Objective The vigorous development of China's economy has stimulated the development of public energy corridors. Owing to the similar preference in choosing sites for overhead power lines and oil-gas pipelines, these two kinds of corridors frequently intersect, run in parallel, or closely approach each other, exacerbating AC corrosion issues in the pipelines attributed to electromagnetic induction. These deficiencies may lead to oil and gas leaks, fires, and explosions, culminating in substantial economic losses and casualties.

Methods This study focused on transmission lines featuring typical voltage levels of 35 kV, 110 kV, 220 kV, and 500 kV. CDEGS numerical simulation software was utilized to establish an electromagnetic interference model.

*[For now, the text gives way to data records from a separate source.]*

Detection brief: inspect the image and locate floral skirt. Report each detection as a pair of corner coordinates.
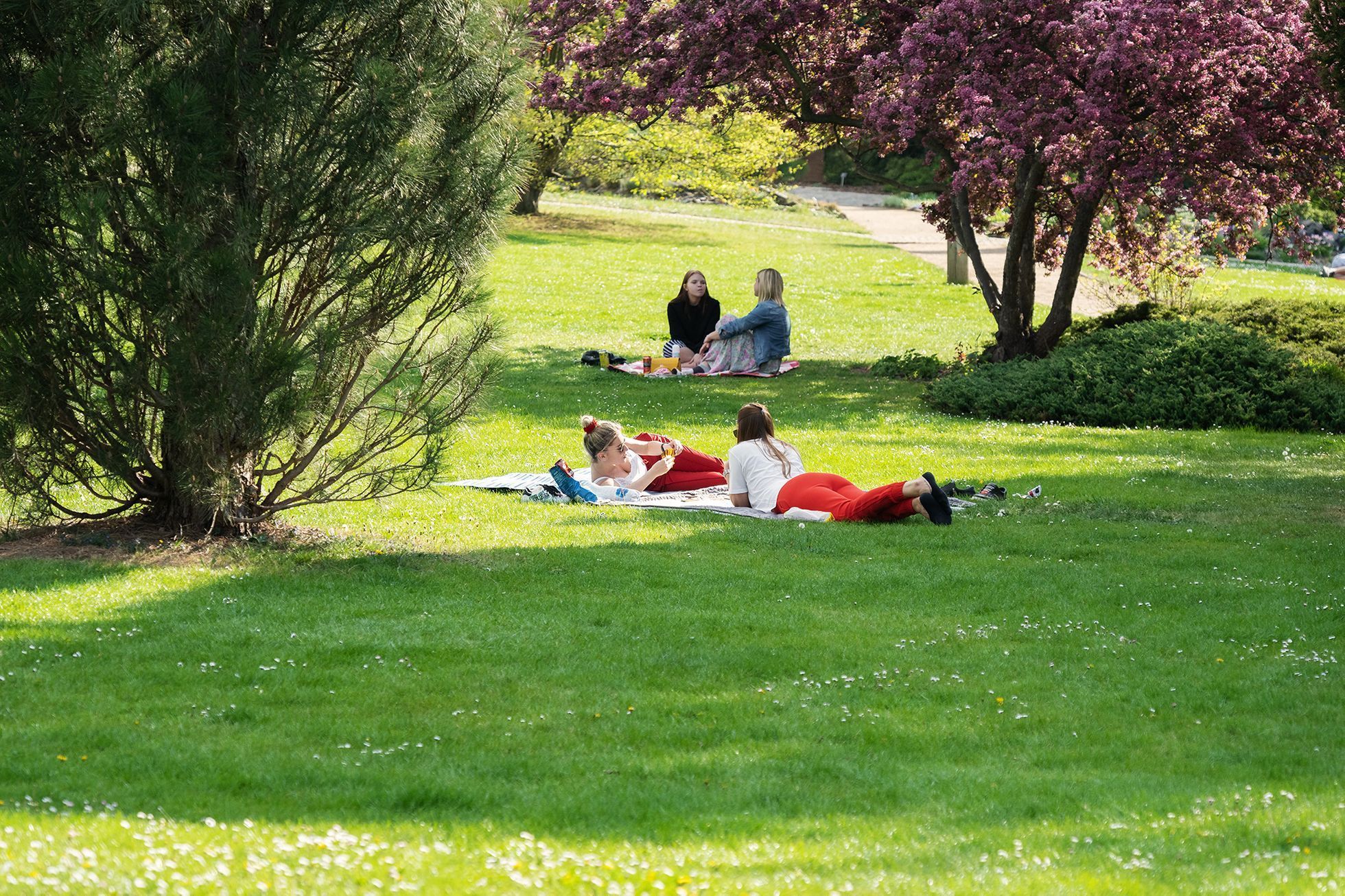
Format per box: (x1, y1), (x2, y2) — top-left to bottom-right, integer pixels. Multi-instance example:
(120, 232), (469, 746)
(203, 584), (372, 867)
(701, 315), (756, 373)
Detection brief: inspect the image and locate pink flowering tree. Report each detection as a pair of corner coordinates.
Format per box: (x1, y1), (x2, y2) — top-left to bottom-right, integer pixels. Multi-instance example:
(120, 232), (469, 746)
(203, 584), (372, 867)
(534, 0), (1345, 359)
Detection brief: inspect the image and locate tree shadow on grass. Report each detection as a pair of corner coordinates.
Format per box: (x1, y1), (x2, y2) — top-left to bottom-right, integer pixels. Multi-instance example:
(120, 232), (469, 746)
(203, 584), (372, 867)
(504, 213), (725, 246)
(489, 347), (922, 432)
(0, 521), (1345, 838)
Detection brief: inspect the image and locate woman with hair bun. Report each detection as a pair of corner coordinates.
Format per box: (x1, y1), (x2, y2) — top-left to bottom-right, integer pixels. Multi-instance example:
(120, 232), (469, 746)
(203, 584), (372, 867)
(580, 414), (727, 491)
(729, 401), (952, 526)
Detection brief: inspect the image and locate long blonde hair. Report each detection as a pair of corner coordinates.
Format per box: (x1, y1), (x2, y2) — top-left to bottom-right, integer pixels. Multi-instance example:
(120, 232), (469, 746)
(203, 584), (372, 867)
(580, 414), (622, 460)
(733, 401), (799, 476)
(752, 268), (784, 308)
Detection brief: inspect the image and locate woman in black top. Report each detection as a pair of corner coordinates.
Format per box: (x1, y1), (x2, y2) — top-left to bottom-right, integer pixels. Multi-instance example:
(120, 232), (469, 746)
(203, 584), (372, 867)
(663, 270), (720, 363)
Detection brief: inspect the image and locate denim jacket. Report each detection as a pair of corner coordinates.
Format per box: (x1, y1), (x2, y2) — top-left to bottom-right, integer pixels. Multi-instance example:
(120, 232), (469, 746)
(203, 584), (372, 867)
(720, 301), (790, 364)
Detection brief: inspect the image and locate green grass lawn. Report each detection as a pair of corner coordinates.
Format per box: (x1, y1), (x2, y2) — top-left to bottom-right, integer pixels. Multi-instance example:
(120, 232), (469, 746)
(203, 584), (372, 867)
(0, 200), (1345, 893)
(1195, 263), (1345, 301)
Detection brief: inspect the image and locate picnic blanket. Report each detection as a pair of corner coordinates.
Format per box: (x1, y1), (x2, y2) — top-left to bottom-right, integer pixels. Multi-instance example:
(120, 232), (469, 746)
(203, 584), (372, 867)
(608, 361), (799, 379)
(446, 467), (974, 522)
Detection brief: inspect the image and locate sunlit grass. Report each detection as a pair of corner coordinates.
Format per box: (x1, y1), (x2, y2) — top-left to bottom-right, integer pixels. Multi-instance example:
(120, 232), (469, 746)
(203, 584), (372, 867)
(0, 199), (1345, 893)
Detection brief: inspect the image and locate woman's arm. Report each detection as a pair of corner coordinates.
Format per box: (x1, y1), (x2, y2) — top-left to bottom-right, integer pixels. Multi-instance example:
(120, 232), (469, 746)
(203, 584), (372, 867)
(622, 436), (664, 458)
(668, 301), (691, 346)
(716, 301), (783, 339)
(629, 458), (672, 491)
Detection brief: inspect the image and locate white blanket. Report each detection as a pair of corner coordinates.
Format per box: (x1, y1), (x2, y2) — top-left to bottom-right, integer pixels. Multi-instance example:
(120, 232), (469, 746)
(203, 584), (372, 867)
(446, 468), (831, 522)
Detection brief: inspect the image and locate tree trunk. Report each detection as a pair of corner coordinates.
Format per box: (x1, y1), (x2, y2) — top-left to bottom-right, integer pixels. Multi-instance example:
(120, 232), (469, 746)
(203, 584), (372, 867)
(514, 128), (570, 215)
(1031, 196), (1101, 355)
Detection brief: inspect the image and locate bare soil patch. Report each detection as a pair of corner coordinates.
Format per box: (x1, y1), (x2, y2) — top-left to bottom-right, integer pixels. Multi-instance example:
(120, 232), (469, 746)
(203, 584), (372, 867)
(0, 519), (329, 565)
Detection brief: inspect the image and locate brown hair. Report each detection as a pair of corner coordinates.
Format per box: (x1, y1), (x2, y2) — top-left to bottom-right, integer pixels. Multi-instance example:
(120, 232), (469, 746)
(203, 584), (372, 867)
(672, 268), (714, 304)
(580, 414), (622, 460)
(733, 401), (799, 476)
(752, 268), (784, 308)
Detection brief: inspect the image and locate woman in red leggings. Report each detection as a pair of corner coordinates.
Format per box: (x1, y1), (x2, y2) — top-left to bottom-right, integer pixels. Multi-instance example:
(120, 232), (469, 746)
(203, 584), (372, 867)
(729, 402), (952, 526)
(580, 414), (727, 491)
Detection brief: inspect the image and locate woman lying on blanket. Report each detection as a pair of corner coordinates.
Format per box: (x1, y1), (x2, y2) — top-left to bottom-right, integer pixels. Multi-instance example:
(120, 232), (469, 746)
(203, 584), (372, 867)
(729, 402), (952, 526)
(691, 268), (791, 375)
(580, 414), (727, 491)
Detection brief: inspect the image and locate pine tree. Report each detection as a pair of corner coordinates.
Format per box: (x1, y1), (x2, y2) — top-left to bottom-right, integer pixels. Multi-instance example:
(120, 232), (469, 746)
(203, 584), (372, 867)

A single-variable method was used to calculate AC interference between power lines and oil-gas pipelines across various conditions. The ultimate approach distances (safe distances) between HVAC transmission lines and buried pipelines within the parallel zones were determined based on a judgment index of AC current density set at 30 A/m².

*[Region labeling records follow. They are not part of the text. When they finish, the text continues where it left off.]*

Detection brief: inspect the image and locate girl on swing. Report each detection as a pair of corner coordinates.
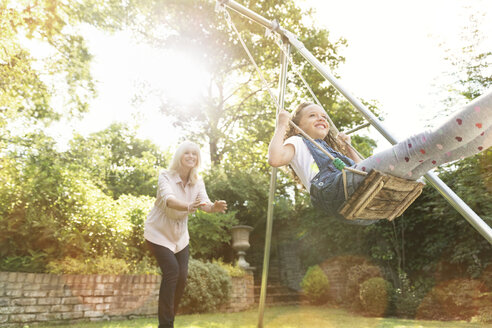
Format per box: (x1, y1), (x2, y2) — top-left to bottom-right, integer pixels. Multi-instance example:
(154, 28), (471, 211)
(268, 90), (492, 224)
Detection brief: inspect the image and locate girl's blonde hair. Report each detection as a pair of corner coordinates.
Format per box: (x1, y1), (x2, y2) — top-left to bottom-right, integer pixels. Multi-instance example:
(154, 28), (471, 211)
(169, 141), (202, 185)
(284, 102), (346, 187)
(285, 102), (347, 155)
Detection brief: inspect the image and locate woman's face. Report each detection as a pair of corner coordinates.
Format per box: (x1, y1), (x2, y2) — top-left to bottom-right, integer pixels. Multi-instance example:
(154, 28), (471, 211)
(181, 149), (198, 169)
(299, 105), (330, 139)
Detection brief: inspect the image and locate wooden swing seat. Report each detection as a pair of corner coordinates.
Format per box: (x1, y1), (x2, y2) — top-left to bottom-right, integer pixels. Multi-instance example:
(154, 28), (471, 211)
(339, 170), (424, 221)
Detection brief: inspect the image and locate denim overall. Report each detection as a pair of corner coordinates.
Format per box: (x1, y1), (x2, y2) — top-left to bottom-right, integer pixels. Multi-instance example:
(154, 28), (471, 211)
(302, 138), (378, 225)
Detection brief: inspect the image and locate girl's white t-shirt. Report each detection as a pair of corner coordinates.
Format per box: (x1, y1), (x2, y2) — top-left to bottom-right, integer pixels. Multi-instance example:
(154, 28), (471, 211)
(284, 136), (319, 192)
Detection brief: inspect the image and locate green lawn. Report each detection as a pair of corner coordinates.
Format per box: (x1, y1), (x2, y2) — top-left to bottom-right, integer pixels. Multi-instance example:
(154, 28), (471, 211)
(36, 306), (492, 328)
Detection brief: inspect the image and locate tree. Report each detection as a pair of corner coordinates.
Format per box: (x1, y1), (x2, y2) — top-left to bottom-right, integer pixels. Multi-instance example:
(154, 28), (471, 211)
(68, 123), (170, 199)
(0, 0), (95, 125)
(128, 0), (376, 166)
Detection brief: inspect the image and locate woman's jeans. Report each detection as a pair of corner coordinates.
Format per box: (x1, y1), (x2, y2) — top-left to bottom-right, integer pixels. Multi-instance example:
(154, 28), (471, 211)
(147, 240), (190, 328)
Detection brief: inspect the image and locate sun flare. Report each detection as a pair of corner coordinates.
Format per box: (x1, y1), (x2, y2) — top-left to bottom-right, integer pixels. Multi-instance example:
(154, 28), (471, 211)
(138, 50), (210, 105)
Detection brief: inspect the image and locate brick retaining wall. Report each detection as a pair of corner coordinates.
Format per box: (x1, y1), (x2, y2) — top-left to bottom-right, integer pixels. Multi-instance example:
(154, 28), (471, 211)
(0, 272), (254, 327)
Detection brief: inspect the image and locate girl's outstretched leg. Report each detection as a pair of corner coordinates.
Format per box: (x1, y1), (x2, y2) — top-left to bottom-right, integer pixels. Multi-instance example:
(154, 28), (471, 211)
(413, 126), (492, 176)
(354, 90), (492, 180)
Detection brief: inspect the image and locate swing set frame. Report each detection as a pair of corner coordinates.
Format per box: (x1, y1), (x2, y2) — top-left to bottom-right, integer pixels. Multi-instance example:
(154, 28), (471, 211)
(216, 0), (492, 328)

Results Safe distances expanded as the parallel lengths of power lines and oil-gas pipelines extended. Minor fluctuations occurred in these distances once parallel lengths exceeded 20 000 m. With increasing soil resistivity, safe distances between 35 kV transmission lines and respective pipelines gradually reduced, while those in scenarios with 110 kV and higher voltage levels generally decreased following an initial increase. In scenarios of the same voltage level, safe distances were shorter in single-circuit tower power line setups compared to double-circuit tower configurations.

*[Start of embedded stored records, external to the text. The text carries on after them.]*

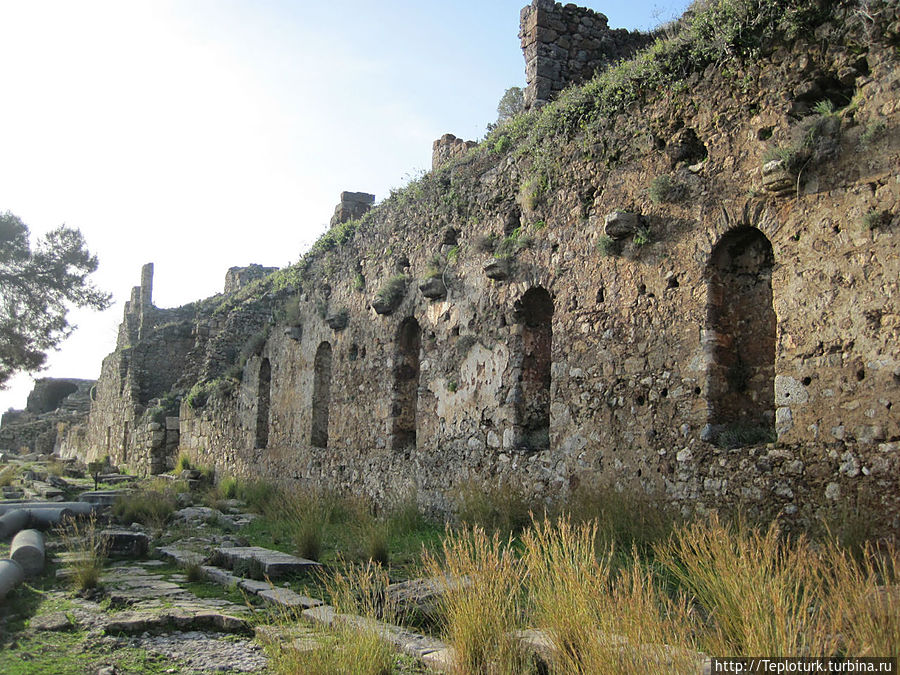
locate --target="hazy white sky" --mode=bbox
[0,0,688,410]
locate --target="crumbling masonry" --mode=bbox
[44,0,900,532]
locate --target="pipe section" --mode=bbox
[9,530,44,577]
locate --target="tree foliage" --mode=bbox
[0,211,111,386]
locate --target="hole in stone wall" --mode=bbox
[309,342,331,448]
[441,227,459,246]
[256,359,272,448]
[503,208,522,237]
[391,317,422,451]
[515,286,553,450]
[707,227,776,438]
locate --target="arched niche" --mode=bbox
[309,342,331,448]
[515,286,553,451]
[391,317,422,450]
[707,227,777,435]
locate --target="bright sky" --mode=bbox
[0,0,688,410]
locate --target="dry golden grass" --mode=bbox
[522,518,699,673]
[57,513,107,591]
[268,563,396,675]
[656,517,834,656]
[424,526,532,675]
[822,545,900,658]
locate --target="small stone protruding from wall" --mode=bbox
[140,263,153,308]
[331,192,375,227]
[225,263,278,293]
[431,134,478,171]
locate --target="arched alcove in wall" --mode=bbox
[309,342,331,448]
[707,227,777,438]
[256,359,272,448]
[391,317,422,450]
[515,286,553,450]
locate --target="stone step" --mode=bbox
[200,565,325,610]
[214,546,321,579]
[156,546,204,567]
[103,609,253,634]
[79,490,128,506]
[301,605,453,672]
[257,586,325,610]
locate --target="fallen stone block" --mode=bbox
[78,490,128,506]
[238,577,272,595]
[300,605,337,626]
[215,546,321,579]
[257,587,325,609]
[28,612,75,631]
[200,565,242,586]
[32,481,63,499]
[156,546,204,567]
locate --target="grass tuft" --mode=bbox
[57,513,108,592]
[423,526,531,675]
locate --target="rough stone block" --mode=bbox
[215,546,320,579]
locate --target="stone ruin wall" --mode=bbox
[58,263,279,474]
[225,264,278,294]
[519,0,654,109]
[0,377,96,454]
[65,2,900,532]
[431,134,478,170]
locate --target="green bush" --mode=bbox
[716,424,776,448]
[859,118,887,149]
[113,489,178,530]
[597,234,619,256]
[863,209,891,230]
[376,274,408,306]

Conclusion Considering the intricate positional relationships between transmission lines and pipelines in actual applications, this study adopted the model equivalent method to "convert curves into tangents". It introduced a calculation approach for determining equivalent spacings between zigzag pipelines and corresponding HVAC transmission lines based on the number of turning points in pipeline routes. The effectiveness of this model was verified through a comparison of the calculation results and simulation data.